By the 1850's most of the states were no longer frontier. The Mormons settled Utah in the 1840's when it was virgin territory, for instance. I would expect much higher percentages of church attendance from these people than 34%, especially as this was the period when America was supposed to be undergoing a great religious revivial IIRC.

I think the reason for the rise in church attendance throughout American history is more social than spiritual. People back then knew all their neighbours and had large, extended families usually living with them. They had greater social connectedness than we do in many ways. It is hard to meet new people in the suburbs or cities nowadays if you are not a social animal. It may be that church is simply the best place to go to meet others who share your values, interests, etc. The religion is a part of the reason people stay to be sure, but spirituality often involves a sense of community as well, a feeling of being part of an organization with a higher goal and the manpower to reach for it. The social aspect of this trend is hard to ignore.
 
I think that morals are legislated, and it amounts to what is good for the majority most of the time, but not necessarily. Slavery would have been good for the majority, but it had a deep sense of wrongness, and even though many very religious types had slaves, it still was justified by them as ok.

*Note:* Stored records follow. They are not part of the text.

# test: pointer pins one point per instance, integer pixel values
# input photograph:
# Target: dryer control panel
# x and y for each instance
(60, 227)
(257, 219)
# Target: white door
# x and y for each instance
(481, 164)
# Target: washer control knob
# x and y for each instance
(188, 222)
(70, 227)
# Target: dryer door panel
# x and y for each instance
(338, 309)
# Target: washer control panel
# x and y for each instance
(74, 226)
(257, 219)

Many times murder is justified when it has been done in the name of the Lord, or whatever religion you believe.

I really think that because humans can think they make decisions about right, and wrong and although religion can play a part, you don't need it to know what is inherrantly wrong.

Religion can say don't steal, but most of us do at some point in time. Many would murder if they could get away with it. That's why I think we have to have a society, and structure, and laws.
 
MissileMan said:
How about we look at it like religion is a way to assuage fear of the unknown, e.g. "what happens when I die?" and a way to explain things that are unexplainable given our current knowledge, e.g. "where did our universe come from?"

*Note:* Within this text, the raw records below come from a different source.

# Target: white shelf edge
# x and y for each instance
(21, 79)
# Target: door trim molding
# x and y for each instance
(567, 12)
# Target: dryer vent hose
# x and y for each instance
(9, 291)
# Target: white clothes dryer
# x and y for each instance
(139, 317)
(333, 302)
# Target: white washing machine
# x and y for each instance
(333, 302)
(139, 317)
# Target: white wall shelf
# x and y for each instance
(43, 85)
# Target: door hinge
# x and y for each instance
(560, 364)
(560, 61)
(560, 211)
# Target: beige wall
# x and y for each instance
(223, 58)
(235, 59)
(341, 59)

And I guess I'm beating a dead horse trying to convince anyone here that morality isn't limited to the religious, so I'm gonna bury the nag. (pun intended)

It's more than that though. It's rules for living.
 
MissileMan said:
How about we look at it like religion is a way to assuage fear of the unknown, e.g. "what happens when I die?" and a way to explain things that are unexplainable given our current knowledge, e.g. "where did our universe come from?"

And I guess I'm beating a dead horse trying to convince anyone here that morality isn't limited to the religious, so I'm gonna bury the nag. (pun intended)

Since spirituality has existed for thousands of years, (as long as man has) can you provide examples of morality that did not arise out of it ? The crux of your argument appears to be that man has no soul that a higher power can communicate with and the only way morality can arise is out of rational thinking.
 
Here's my take on it. I think man has love and stuff. Not necessarily from a god, just inside. Like no matter how mad we get some of us just couldn't actually kill someone else. When we get real mad we can say it and some things would even justify it, but we couldn't actually *pull the trigger.* Why some people can cross the line is what we would call evil. It can't be some moral thing cause we're all taught the same things are right and wrong. It has to be something inside.

Technology in medical studies shows more all the time about brain chemistry. So if it's all true and it's how we are born then no decisions we make really come from anywhere except what our own body makes in our brains. If the chemistry is off then people do bad things. That seems to be what separates
people that are considered immoral from those who are moral.

You've seen it where people have a lot of kids all raised in the same house by the same parents under the same circumstances and for some reason one turns into a killer. If it was morals and religion instead of something like brain chemistry, how could that happen?